Technik. – Im Dunkeln ist es im Straßenverkehr am gefährlichsten. Fußgänger und Radfahrer werden nur ungenügend angeleuchtet, der Gegenverkehr dagegen oft geblendet. Wissenschaftler der Universität Hannover entwickeln jetzt zusammen mit einem Autozulieferer das "blendfreie Fernlicht".

Von Michael Engel | 09.11.2007
    Testfahrten mit dem Volvo finden nur bei Dunkelheit statt. Und deshalb fallen die beiden Koffer vorne an der Stoßstange nächtens normalerweise kaum auf. Im rechten Kunststoffgehäuse stecken Radargeräte, Infrarotscanner und Steuerungselektronik: Hier werden die Informationen über das Umfeld des Autos gewonnen. Im linken Koffer sitzt der eigentliche Scheinwerfer – eine monströse Konstruktion aus Xenon-Brenner, Umlenkspiegeln und Linsen. Wer im Auto fährt, sieht alles hell, sehr hell sogar, denn das sonderbare Fahrzeug fährt stets mit Fernlicht. Allerdings: "Ohne zu blenden", so Professor Jörg Wallaschek, Leiter des Instituts für Dynamik und Schwingungen der Universität Hannover.
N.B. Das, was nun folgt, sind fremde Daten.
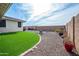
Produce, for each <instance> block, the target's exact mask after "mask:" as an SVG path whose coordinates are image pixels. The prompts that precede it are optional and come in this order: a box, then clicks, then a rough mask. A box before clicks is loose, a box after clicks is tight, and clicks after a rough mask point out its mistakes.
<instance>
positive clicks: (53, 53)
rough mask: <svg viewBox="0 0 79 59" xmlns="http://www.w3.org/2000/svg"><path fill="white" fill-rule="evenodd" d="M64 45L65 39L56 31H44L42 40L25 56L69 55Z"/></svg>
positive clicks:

    "Wir sitzen in dem Fahrzeug, das das aktive Lichtsystem hat. Dann stellt sich für uns die Situation so dar, dass die gesamte Szenerie mit Fernlicht ausgeleuchtet ist. Lediglich dort, wo das vorausfahrende Fahrzeug ist und wo wir über den Rückspiegel den Fahrer blenden könnten, dort wird die Lichtverteilung soweit reduziert, dass eben die Blendwerte nicht überschritten werden."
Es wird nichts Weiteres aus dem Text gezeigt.